An RTÉ Late Late Show producer, Mr Bill Malone had been on holiday with his German girlfriend, Elka.

They were staying at a tree house on a nature reserve 10 kilometres north of Khao Lak, about 100 kilometres north of Phuket in Thailand.

He said they had breakfast and were putting on suncream when they heard local people screaming.

"Thai people don't get excited very easily. They don't shout, they don't get excited, and they ran towards the water.

"I was wondering what was going on there, and they ran back very quickly. I said to Elka 'Get out of here now' . We could hear this low rumble followed by a high kind of white noise, then the snap, snap of trees and buildings as they collapsed."

The tree house they were staying in was about five metres high. Both he and his girlfriend "completely naked, ran, ran, ran. A wave caught me, smashed me against a tree, and I was pinned to the tree and the water just came over my head and I actually said 'That's it'. There was nothing I could do. I couldn't get out.

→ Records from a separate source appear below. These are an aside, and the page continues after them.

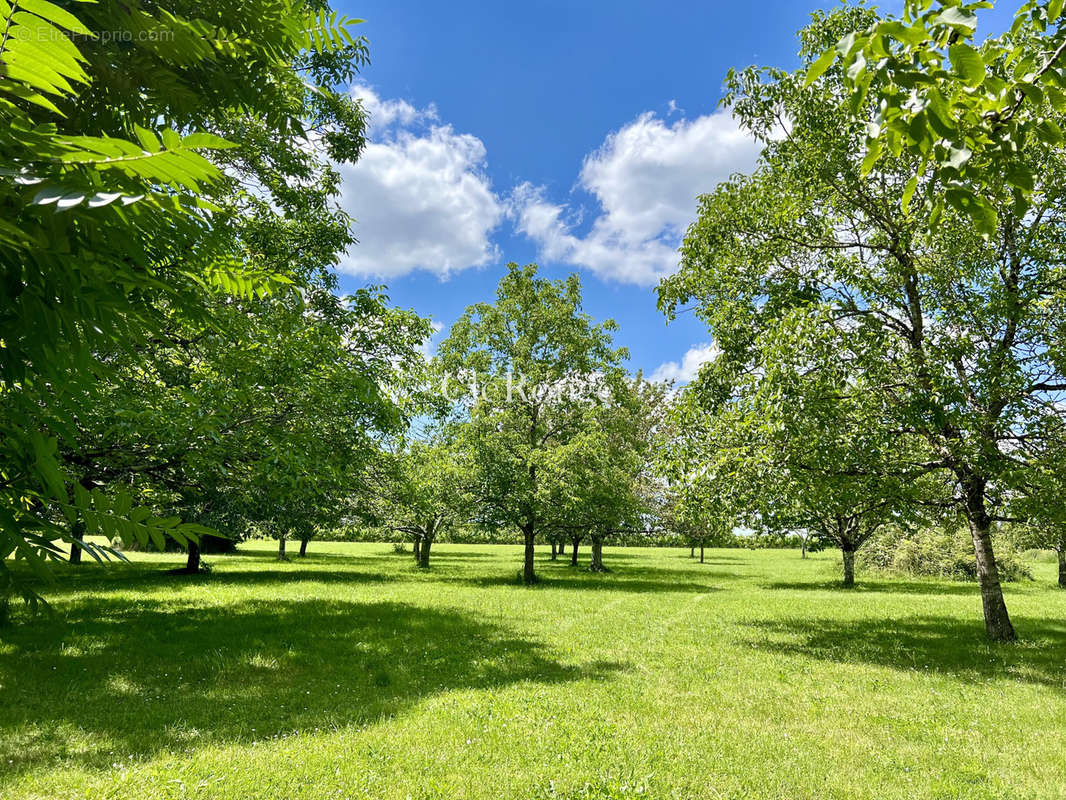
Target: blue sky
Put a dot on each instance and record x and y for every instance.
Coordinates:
(575, 134)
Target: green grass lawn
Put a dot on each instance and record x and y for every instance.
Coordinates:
(351, 674)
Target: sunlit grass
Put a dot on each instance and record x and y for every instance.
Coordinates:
(352, 674)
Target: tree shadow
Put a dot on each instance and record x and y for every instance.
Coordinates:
(872, 587)
(135, 681)
(562, 575)
(154, 576)
(927, 643)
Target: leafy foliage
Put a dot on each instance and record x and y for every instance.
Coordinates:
(116, 216)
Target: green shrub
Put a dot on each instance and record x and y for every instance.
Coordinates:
(939, 553)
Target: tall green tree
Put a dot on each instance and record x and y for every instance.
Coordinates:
(426, 490)
(523, 369)
(596, 482)
(114, 218)
(953, 333)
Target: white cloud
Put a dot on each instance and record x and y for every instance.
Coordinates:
(429, 346)
(419, 194)
(646, 178)
(687, 370)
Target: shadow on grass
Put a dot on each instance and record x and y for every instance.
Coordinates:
(116, 678)
(887, 587)
(151, 577)
(562, 575)
(942, 644)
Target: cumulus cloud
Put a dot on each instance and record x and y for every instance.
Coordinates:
(646, 178)
(429, 347)
(687, 370)
(419, 194)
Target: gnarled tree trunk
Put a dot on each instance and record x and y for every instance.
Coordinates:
(78, 531)
(997, 619)
(192, 560)
(529, 534)
(423, 553)
(597, 562)
(848, 550)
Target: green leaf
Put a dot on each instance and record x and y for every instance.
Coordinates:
(908, 192)
(1020, 176)
(818, 68)
(960, 19)
(967, 63)
(55, 14)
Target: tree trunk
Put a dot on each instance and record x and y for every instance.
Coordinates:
(997, 619)
(597, 562)
(78, 531)
(75, 547)
(192, 561)
(529, 533)
(849, 553)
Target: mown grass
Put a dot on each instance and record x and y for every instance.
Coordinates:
(352, 674)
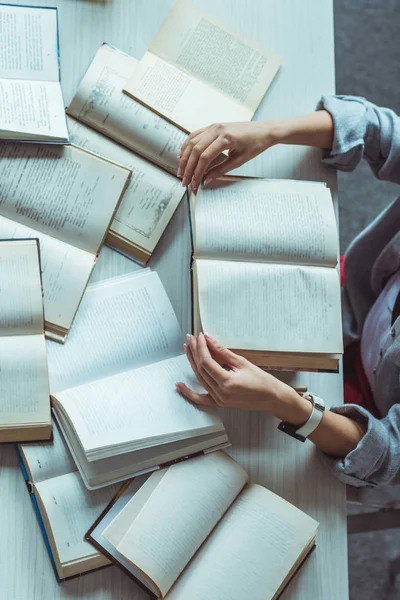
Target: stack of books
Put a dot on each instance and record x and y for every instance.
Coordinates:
(97, 401)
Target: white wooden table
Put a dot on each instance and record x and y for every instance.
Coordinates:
(302, 34)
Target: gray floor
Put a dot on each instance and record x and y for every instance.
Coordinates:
(368, 64)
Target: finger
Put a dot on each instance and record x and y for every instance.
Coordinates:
(202, 399)
(204, 160)
(189, 137)
(222, 354)
(195, 150)
(203, 378)
(208, 364)
(232, 162)
(186, 151)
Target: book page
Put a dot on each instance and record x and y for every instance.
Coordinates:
(215, 54)
(65, 271)
(71, 509)
(179, 515)
(184, 100)
(24, 381)
(266, 220)
(251, 551)
(273, 307)
(61, 191)
(135, 409)
(46, 460)
(29, 43)
(21, 303)
(151, 197)
(122, 323)
(32, 110)
(101, 104)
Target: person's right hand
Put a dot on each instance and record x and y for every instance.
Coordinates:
(243, 141)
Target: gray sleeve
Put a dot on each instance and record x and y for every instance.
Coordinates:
(376, 460)
(363, 130)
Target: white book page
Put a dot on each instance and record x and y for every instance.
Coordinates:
(180, 514)
(24, 381)
(101, 104)
(122, 323)
(71, 510)
(136, 409)
(266, 220)
(21, 303)
(61, 191)
(32, 109)
(29, 43)
(47, 460)
(151, 197)
(203, 47)
(272, 307)
(181, 98)
(250, 552)
(65, 272)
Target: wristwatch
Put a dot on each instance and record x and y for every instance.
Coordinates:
(311, 424)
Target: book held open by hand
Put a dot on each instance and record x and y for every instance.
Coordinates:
(101, 118)
(198, 71)
(66, 197)
(24, 381)
(265, 282)
(113, 384)
(31, 101)
(199, 530)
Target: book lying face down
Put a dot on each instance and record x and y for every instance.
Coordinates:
(199, 530)
(113, 384)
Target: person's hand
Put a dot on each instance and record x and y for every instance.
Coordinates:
(243, 141)
(231, 381)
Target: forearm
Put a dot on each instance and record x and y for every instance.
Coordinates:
(336, 435)
(315, 129)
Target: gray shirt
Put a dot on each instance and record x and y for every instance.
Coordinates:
(363, 130)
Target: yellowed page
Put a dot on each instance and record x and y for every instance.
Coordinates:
(205, 67)
(71, 510)
(180, 97)
(65, 272)
(275, 307)
(24, 381)
(100, 103)
(179, 515)
(251, 551)
(61, 191)
(266, 220)
(151, 197)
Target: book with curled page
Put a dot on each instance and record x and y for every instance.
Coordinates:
(103, 119)
(113, 382)
(198, 71)
(31, 101)
(199, 530)
(265, 280)
(64, 507)
(66, 197)
(24, 380)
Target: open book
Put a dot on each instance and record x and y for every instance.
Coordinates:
(198, 530)
(64, 507)
(113, 384)
(24, 381)
(31, 102)
(265, 282)
(103, 119)
(66, 197)
(197, 71)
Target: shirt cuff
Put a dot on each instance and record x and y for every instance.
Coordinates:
(360, 465)
(348, 114)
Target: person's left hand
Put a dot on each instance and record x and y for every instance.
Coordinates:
(230, 380)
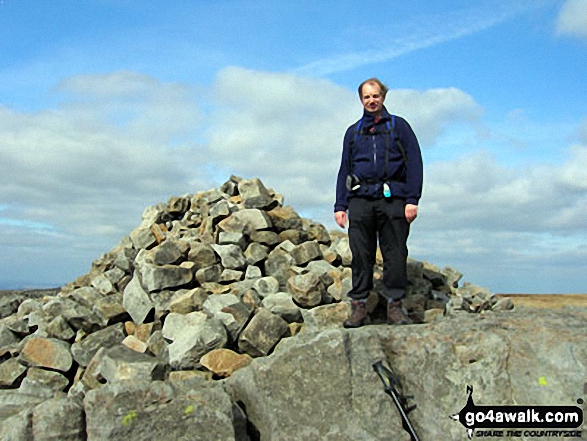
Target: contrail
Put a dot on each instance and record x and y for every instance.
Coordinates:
(434, 30)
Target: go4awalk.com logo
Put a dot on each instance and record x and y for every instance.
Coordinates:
(517, 421)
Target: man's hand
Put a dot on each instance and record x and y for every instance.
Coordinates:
(341, 218)
(411, 212)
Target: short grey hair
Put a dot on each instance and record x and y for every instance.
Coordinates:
(377, 81)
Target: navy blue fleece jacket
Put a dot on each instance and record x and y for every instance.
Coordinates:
(376, 159)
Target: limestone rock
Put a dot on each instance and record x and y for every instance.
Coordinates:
(202, 255)
(11, 371)
(157, 410)
(143, 238)
(266, 286)
(169, 252)
(121, 363)
(254, 194)
(84, 350)
(278, 264)
(224, 362)
(78, 316)
(43, 383)
(136, 301)
(262, 333)
(307, 289)
(192, 336)
(159, 277)
(60, 419)
(231, 256)
(246, 221)
(306, 252)
(48, 353)
(509, 358)
(282, 304)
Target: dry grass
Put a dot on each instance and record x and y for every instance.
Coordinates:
(553, 301)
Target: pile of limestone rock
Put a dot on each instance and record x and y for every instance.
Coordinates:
(205, 283)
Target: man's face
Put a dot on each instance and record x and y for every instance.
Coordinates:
(372, 98)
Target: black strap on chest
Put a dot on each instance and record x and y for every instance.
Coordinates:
(390, 131)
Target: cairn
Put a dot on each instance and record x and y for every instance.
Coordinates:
(204, 284)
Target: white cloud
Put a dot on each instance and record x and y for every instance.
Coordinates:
(90, 166)
(572, 19)
(75, 179)
(289, 129)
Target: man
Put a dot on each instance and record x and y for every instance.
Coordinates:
(379, 184)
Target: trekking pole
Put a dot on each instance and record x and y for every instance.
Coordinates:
(393, 389)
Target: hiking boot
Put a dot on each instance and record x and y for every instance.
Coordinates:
(358, 314)
(396, 314)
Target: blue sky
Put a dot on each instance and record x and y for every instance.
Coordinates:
(109, 106)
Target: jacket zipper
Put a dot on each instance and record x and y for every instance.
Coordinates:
(375, 156)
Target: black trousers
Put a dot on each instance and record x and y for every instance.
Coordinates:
(378, 220)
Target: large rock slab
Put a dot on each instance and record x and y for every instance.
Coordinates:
(143, 410)
(321, 385)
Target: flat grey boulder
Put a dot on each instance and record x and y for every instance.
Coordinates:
(192, 336)
(144, 410)
(321, 384)
(47, 353)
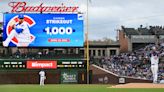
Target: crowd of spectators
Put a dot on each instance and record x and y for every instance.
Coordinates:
(135, 64)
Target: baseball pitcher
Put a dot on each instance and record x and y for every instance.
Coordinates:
(21, 31)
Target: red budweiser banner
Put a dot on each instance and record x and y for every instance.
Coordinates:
(41, 64)
(23, 7)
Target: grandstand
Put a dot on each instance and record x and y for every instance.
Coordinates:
(131, 39)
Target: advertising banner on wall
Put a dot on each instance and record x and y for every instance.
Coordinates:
(41, 64)
(43, 30)
(69, 76)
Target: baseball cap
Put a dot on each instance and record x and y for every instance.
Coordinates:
(21, 16)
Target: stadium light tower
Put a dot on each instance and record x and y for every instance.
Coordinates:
(87, 41)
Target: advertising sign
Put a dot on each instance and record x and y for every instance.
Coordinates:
(43, 30)
(69, 76)
(41, 64)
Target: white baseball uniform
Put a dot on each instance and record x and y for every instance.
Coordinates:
(24, 38)
(42, 77)
(154, 58)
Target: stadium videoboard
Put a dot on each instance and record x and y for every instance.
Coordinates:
(43, 30)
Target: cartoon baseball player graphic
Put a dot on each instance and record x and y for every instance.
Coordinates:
(21, 31)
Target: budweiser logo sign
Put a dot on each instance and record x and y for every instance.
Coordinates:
(23, 7)
(41, 64)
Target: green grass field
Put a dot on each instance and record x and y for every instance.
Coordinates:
(69, 88)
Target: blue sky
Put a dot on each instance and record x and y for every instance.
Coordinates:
(106, 16)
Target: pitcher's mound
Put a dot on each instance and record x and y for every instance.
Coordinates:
(139, 85)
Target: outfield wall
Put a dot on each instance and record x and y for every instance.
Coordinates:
(32, 77)
(102, 76)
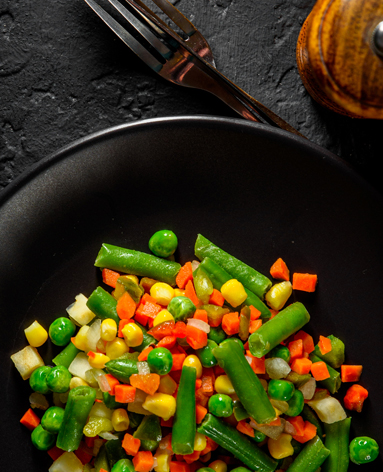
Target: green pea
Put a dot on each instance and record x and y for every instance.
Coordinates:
(163, 243)
(280, 390)
(58, 379)
(216, 334)
(52, 419)
(205, 354)
(38, 379)
(181, 308)
(123, 465)
(296, 404)
(220, 405)
(160, 360)
(42, 439)
(280, 351)
(363, 450)
(61, 331)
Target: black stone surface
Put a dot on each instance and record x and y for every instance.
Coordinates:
(63, 75)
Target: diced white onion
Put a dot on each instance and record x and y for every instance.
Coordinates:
(199, 324)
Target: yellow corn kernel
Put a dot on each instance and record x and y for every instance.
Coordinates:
(278, 295)
(281, 447)
(167, 385)
(163, 315)
(193, 361)
(76, 382)
(108, 329)
(120, 419)
(160, 404)
(81, 340)
(116, 348)
(233, 292)
(178, 292)
(163, 462)
(133, 334)
(36, 334)
(162, 293)
(98, 360)
(223, 385)
(199, 442)
(218, 466)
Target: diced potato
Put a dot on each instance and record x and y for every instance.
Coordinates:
(79, 312)
(26, 361)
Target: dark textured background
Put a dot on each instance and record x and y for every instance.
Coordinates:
(64, 75)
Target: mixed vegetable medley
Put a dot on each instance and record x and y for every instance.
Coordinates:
(202, 367)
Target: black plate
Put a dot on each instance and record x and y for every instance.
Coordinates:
(257, 192)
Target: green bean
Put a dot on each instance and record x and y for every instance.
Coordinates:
(219, 276)
(311, 457)
(137, 263)
(103, 305)
(252, 395)
(279, 328)
(249, 277)
(241, 446)
(184, 425)
(337, 441)
(79, 403)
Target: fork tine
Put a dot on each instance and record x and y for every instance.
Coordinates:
(125, 36)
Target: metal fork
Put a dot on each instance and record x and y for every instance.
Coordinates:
(165, 52)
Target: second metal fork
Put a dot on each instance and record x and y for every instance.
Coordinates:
(180, 61)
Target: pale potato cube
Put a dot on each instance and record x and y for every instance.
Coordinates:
(26, 361)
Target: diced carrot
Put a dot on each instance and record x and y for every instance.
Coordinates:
(254, 325)
(126, 306)
(144, 353)
(230, 323)
(112, 381)
(178, 360)
(201, 412)
(301, 366)
(307, 339)
(350, 373)
(216, 298)
(304, 282)
(279, 270)
(319, 370)
(30, 419)
(254, 313)
(124, 393)
(143, 461)
(184, 275)
(196, 338)
(190, 293)
(178, 466)
(355, 397)
(295, 348)
(201, 315)
(149, 383)
(110, 277)
(131, 444)
(324, 345)
(245, 428)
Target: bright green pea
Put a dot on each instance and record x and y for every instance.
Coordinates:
(42, 439)
(58, 379)
(220, 405)
(61, 331)
(163, 243)
(296, 404)
(363, 450)
(38, 379)
(52, 419)
(279, 389)
(160, 360)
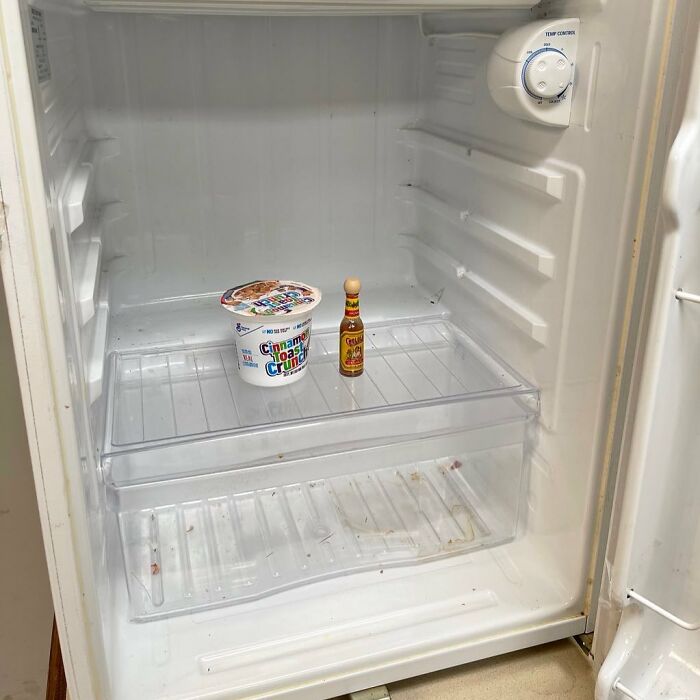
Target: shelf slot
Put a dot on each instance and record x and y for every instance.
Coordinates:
(77, 198)
(541, 179)
(529, 254)
(521, 317)
(86, 277)
(95, 362)
(444, 262)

"The water was terrible pressure. It had me pinned against the tree, and there was no way I was going to survive. And then the waves took a breath, kind of reversed as waves do, smashed in, reversed a little bit. And as they started to withdraw it freed me up and allowed me climb the tree just a little bit.

"I screamed for Elka, and there she was. I hit the tree, and she managed to grab it as I hit it. Then both of us were on the tree, climbed it, waited until, well, just listened, and there was just complete silence."

They jumped into the water "which was neck-high at that time and waded as quick as we could to these rocks, climbed the rocks, and the rocks led to a road. So we were actually the first people out of there."

They jumped into a passing car and got a lift to a local clinic.

Mr Donie Spillane from Kerry, who was at Khao Lak, north of Phuket, was upstairs in his hotel when he heard "a huge roar like a helicopter coming overhead. I went for a look on the balcony.

A wall of water just came down the street, pushing people and cars, an elephant, houses, pushing everything before it.

"And people were hanging on to things. We were taking people from the water for three hours. Just taking people into the hotel room all the time. It was devastation."

They had managed to get everybody upstairs from the lower floors, he said. He recalled: "The first wave went down after about an hour. Then there were two more after that. The first was the worst one.

The first one was five metres of water, just a complete wall of it.There were people stuck in cars, and trees, telephone poles." He couldn't imagine that many Thai people in the shanty house on the ground had survived.